In the present invention, since the gas electrode is gas-liquid permeable, caustic soda produced on the catalyst of the gas electrode that contacts the ion exchange membrane passes through the gas electrode and moves into the cathode chamber on the back surface of the gas electrode. It is easily taken out of the cathode chamber. Further, at this time, since the gas electrode is simply in contact with the ion exchange membrane without being integrated, caustic soda is not generated in the ion exchange membrane, and the permeation of caustic soda into the anode chamber is further ensured. To be prevented. Further, since the gas electrode and the ion exchange membrane are in contact with each other and are reinforced, they are hardly mechanically deteriorated even if they are used for a long period of time, and a stable electrolysis operation can be continuously performed. Furthermore, since it is a two-chamber type electrolytic cell as in the case of the gas electrode-ion exchange membrane integrated type electrolytic cell, the electrolytic cell itself and piping can be simplified as compared with the case of the three-chamber method.

[Brief description of drawings]

FIG. 1 is a vertical cross-sectional view showing an example of an electrolytic cell using a conventional gas electrode.

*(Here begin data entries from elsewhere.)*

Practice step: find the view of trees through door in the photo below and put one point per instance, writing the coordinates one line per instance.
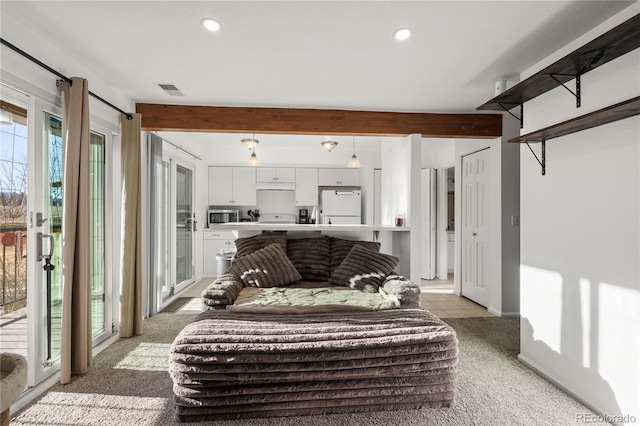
(31, 209)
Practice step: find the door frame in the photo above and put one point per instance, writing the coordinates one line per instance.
(174, 288)
(472, 295)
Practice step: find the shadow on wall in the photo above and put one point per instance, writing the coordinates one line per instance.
(587, 376)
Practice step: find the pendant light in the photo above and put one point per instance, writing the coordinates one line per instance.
(329, 145)
(251, 144)
(354, 162)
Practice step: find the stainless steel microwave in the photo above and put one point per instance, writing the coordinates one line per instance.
(222, 216)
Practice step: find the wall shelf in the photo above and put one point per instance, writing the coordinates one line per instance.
(612, 113)
(618, 41)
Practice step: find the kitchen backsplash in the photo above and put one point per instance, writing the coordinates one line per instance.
(276, 201)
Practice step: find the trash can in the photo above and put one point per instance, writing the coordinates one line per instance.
(224, 258)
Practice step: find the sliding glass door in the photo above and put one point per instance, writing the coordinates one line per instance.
(31, 225)
(176, 240)
(184, 226)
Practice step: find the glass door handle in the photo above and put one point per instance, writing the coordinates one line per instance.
(40, 238)
(39, 220)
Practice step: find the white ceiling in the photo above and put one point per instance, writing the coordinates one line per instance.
(311, 54)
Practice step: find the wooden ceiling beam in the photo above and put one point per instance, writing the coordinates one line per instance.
(187, 118)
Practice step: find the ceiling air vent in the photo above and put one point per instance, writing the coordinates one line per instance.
(170, 89)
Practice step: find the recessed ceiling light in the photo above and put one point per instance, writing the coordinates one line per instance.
(402, 33)
(211, 24)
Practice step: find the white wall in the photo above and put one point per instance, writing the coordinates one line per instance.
(400, 194)
(580, 241)
(439, 154)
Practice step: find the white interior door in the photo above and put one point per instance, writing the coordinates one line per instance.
(428, 224)
(474, 229)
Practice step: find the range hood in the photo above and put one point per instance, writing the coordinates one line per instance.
(276, 186)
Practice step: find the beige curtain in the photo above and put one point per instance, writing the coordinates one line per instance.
(131, 314)
(76, 294)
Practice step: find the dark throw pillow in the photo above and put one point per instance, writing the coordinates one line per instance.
(340, 249)
(364, 269)
(249, 245)
(311, 257)
(267, 267)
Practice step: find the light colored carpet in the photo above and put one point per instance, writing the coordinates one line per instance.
(128, 384)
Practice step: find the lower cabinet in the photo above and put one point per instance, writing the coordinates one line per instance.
(214, 241)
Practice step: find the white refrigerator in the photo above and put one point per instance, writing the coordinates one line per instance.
(341, 206)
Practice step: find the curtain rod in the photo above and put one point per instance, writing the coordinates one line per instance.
(62, 77)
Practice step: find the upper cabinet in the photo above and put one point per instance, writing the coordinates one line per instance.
(339, 177)
(232, 186)
(306, 186)
(276, 174)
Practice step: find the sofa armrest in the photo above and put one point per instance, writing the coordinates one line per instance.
(406, 291)
(222, 292)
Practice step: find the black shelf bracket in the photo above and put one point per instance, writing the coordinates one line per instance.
(543, 161)
(577, 92)
(508, 110)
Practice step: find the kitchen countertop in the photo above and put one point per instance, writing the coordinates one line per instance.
(256, 226)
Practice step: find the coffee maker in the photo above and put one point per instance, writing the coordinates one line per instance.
(303, 216)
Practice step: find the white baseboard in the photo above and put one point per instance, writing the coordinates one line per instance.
(34, 392)
(575, 395)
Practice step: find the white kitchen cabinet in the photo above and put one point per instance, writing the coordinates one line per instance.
(213, 242)
(244, 186)
(306, 186)
(232, 186)
(339, 177)
(276, 174)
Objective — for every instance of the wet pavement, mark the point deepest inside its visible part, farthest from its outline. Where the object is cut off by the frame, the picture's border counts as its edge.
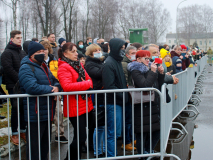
(196, 146)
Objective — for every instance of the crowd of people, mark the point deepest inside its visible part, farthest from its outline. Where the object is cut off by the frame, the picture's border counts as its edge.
(44, 67)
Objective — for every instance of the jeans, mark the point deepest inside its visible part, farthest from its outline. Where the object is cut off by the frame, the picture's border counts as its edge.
(146, 141)
(101, 138)
(14, 116)
(110, 128)
(81, 135)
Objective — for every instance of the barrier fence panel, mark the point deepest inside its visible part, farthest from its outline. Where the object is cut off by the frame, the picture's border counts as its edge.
(117, 118)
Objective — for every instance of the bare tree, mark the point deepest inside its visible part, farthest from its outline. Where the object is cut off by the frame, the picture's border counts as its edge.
(12, 5)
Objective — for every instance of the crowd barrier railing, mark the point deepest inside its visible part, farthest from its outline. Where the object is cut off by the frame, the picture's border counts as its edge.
(180, 95)
(189, 82)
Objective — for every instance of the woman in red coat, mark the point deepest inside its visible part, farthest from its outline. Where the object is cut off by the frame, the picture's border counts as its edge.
(73, 77)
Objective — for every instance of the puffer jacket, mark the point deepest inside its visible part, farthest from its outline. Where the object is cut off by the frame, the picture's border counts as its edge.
(145, 78)
(37, 82)
(68, 79)
(53, 65)
(94, 68)
(185, 62)
(128, 76)
(10, 61)
(113, 76)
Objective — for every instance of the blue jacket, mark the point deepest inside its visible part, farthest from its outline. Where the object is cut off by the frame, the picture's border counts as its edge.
(37, 83)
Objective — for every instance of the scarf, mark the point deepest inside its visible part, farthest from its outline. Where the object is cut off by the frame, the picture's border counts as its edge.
(79, 69)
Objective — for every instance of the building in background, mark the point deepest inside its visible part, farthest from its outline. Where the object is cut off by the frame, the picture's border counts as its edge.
(203, 40)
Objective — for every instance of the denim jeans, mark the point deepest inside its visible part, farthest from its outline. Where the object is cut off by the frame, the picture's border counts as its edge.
(146, 141)
(101, 138)
(110, 128)
(14, 116)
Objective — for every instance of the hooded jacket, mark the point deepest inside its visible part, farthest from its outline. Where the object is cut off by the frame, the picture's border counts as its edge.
(37, 83)
(25, 46)
(128, 76)
(143, 77)
(68, 76)
(113, 76)
(10, 61)
(80, 50)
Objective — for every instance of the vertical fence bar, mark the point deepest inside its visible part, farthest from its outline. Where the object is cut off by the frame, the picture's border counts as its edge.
(59, 139)
(19, 137)
(78, 129)
(39, 139)
(28, 124)
(133, 124)
(96, 125)
(115, 122)
(105, 103)
(124, 129)
(68, 126)
(150, 121)
(87, 119)
(8, 124)
(141, 122)
(49, 137)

FIG. 2 is a vertical sectional view showing an example of an electrolytic cell using a gas electrode according to the present invention.

[Explanation of symbols]

21 ... Electrolyzer 22 ... Ion exchange membrane 23 ... Anode chamber 24 ... Cathode chamber 25 ... Anode 29 ... Substrate 30 ... Electrode material 31.
..Gas electrodes

Claims (2)

[Claims] 1. An anode chamber and a cathode chamber of an electrolytic cell, which are divided into an anode chamber and a cathode chamber by an ion exchange membrane, and a gas electrode bonded to a porous anode and a conductive porous body is disposed in the anode chamber and the cathode chamber, respectively. In the salt water electrolysis method in which salt water and an oxygen-containing gas are respectively supplied to perform electrolysis, and chlorine gas and a caustic soda aqueous solution are respectively obtained in the anode chamber and the cathode chamber, the gas electrode is gas-liquid permeable and is in contact with the ion exchange membrane. A salt water electrolysis method characterized in that 2. A gas-liquid permeable gas which is divided into an anode chamber and a cathode chamber by an ion exchange membrane, and a porous anode is in the anode chamber, and which is in contact with the ion exchange membrane in the cathode chamber and joined to a conductive porous body. A salt water electrolyzer, in which electrodes are respectively installed, and a salt water supply port is provided on the anode chamber side and an oxygen-containing gas supply port is provided on the cathode chamber side.